Kullback-Leibler Divergences

Using the Distributions type provided by Distributions.jl, the KullbackLeibler method offers a convenient way of computing the Kullback-Leibler divergence between distributions. In several cases an analytical expression for the Kullback-Leibler divergence is known. These include: (univariate and multivariate) Normal, Cauchy, Exponential, Weibull and Gamma distributions.

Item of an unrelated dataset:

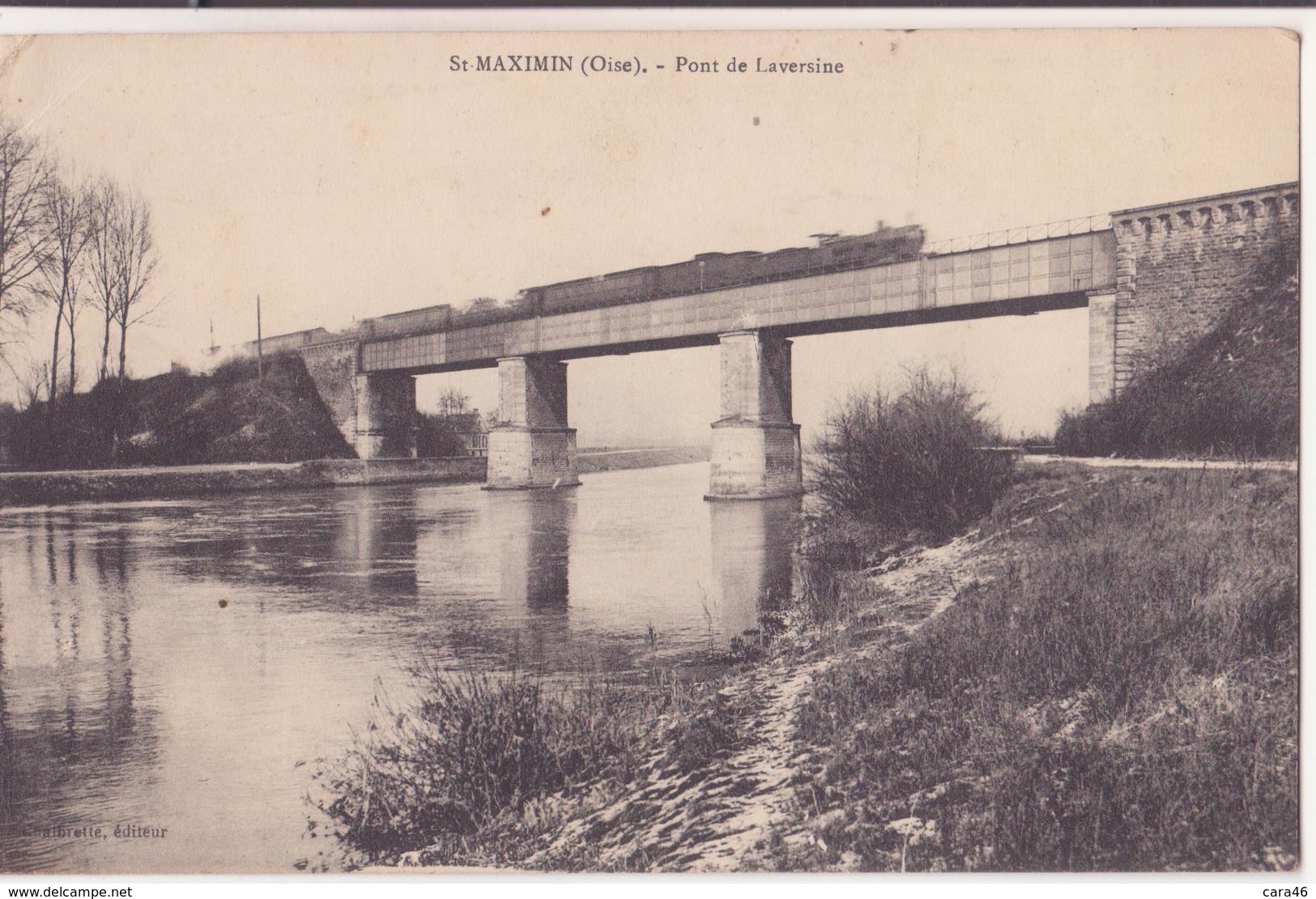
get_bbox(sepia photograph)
[0,27,1301,886]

Furthermore, for distributions over a one-dimensional domain where no analytic result is known, KullbackLeibler rephrases the integral in terms of an ODE and employs an efficient integration scheme from the DifferentialEquations.jl suite. For multivariate distributions, Monte Carlo integration is used.

Examples of use:

KullbackLeibler(Cauchy(1.,2.4),Normal(-4,0.5),HyperCube([-100,100]);Carlo=false,tol=1e-12)
KullbackLeibler(MvNormal([0,2.5],diagm([1,4.])),MvTDist(1,[3,2],diagm([2.,3.])),HyperCube([[-50,50],[-50,50]]); N=Int(1e8))

In addition, it is of course also possible to input generic functions, whose positivity and normalization should be ensured by the user.

InformationGeometry.KullbackLeiblerMethod
KullbackLeibler(p::Function,q::Function,Domain::HyperCube=HyperCube([[-15,15]]); tol=2e-15, N::Int=Int(3e7), Carlo::Bool=(Domain.dim!=1))

Computes the Kullback-Leibler divergence between two probability distributions p and q over the Domain. If Carlo=true, this is done using a Monte Carlo Simulation with N samples. If the Domain is one-dimensional, the calculation is performed without Monte Carlo to a tolerance of ≈ tol.

\[D_{\text{KL}}[p,q] \coloneqq \int \mathrm{d}^m y \, p(y) \, \mathrm{ln} \bigg( \frac{p(y)}{q(y)} \bigg)\]

For example, the Kullback-Leibler divergence between a Cauchy distribution with $\mu=1$ and $s=2$ and a normal (i.e. Gaussian) distribution with $\mu=-4$ and $\sigma=1/2$ can be calculated via:

using InformationGeometry # hide
using LinearAlgebra, Distributions
KullbackLeibler(Cauchy(1.,2.),Normal(-4.,0.5),HyperCube([-100,100]); Carlo=false,tol=1e-12)

Specifically, the keyword arguments used here numerically compute the divergence over the domain $[-100,100]$ to an accuracy of $10^{-12}$.

The domain of the integral involved in the computation of the divergence is specified using the HyperCube datatype, which stores a cuboid region in $N$ dimensions as a vector of intervals.

InformationGeometry.HyperCubeType

The HyperCube type has the fields vals::Vector{Vector}, which stores the intervals which define the hypercube and dim::Int, which gives the dimension. Overall it just offers a convenient and standardized way of passing domains for integration or plotting between functions without having to check that these domains are sensible every time. Examples for constructing HyperCubes:

HyperCube([[1,3],[pi,2pi],[-500.0,100.0]])
HyperCube([[-1,1]])
HyperCube([-1,1])
HyperCube(LowerUpper([-1,-5],[0,-4]))
HyperCube(collect([-7,7.] for i in 1:3))

The HyperCube type is closely related to the LowerUpper type and they can be easily converted into each other. Examples of quantities that can be computed from and operations involving a HyperCube object X:

CubeVol(X)
TranslateCube(X,v::Vector)
CubeWidths(X)

Furthermore, the Kullback-Leibler divergence between multivariate distributions can be computed for example by

KullbackLeibler(MvNormal([0,2.5],diagm([1,4.])),MvTDist(1,[3,2],diagm([2.,3.])),HyperCube([[-50,50],[-50,50]]); N=Int(5e6))

where it now becomes necessary to employ Monte Carlo schemes. Specifically, the keyword argument N now determines the number of points where the integrand is evaluated over the domain $[-50,50] \times [-50,50]$.

So far, importance sampling has not been implemented for the Monte Carlo integration. Instead, the domain is sampled uniformly.